Slow processing of parquet dataset using the distributed client

I’m running a few operations on a parquet dataset with 144 files that are on average ~32MB each.

df = dd.read_parquet("./data_folder/")\
df = df.loc[df["Value"] != "INVALID"]
df["Signal"] = df["Signal"].str.split(".", 4)
df["Device"] = df["Signal"].str[1]
df["Column"] = df["Signal"].str[2:].str.join(".")
df = df.drop(columns=["Signal"])
df.to_parquet("output")

When I run this operation on only one of the files in the data, it takes about 17 seconds total. When I run it on 4 of the files, it takes about 50 seconds, even though there are 4 workers each with 4GB of ram available to them. When I try to run this operation on all 144 files, it takes over 9 minutes just for tasks to start appearing in the Task Stream and over an hour to finish the processing. This was all without a “_metadata” file. I tried again after creating a “_metadata” file, but there wasn’t much improvement.
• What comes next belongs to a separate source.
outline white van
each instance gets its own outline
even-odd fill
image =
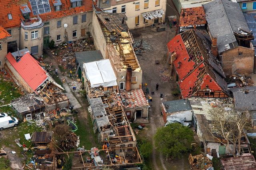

Is there a reason 4 files takes much longer than just one? If it takes 17 seconds to run this process on just one of the files, I’d expect it to take about 10 minutes to finish 144. I’m thinking about running the tasks on regular pandas with a python multiprocessing pool if I can’t figure out why the Dask client takes so long to start processing the files.

1 Like

Everything between the load and the save are essentially partition-wise operations and should be efficiently fused into single tasks. It appears this isn’t happening for you, and ought to be investigated. However, you can be explicit about it:

def process(df):
    df.loc[df["Value"] != "INVALID"]
    df["Signal"] = df["Signal"].str.split(".", 4)
    df["Device"] = df["Signal"].str[1]
    df["Column"] = df["Signal"].str[2:].str.join(".")
    return df.drop(columns=["Signal"])
  
df.map_partitions(process).to_parquet("output")

and see how you fare. Note that string and list operations don’t release the GIL, so you should use processes over threads for this (threads_per_worker=1).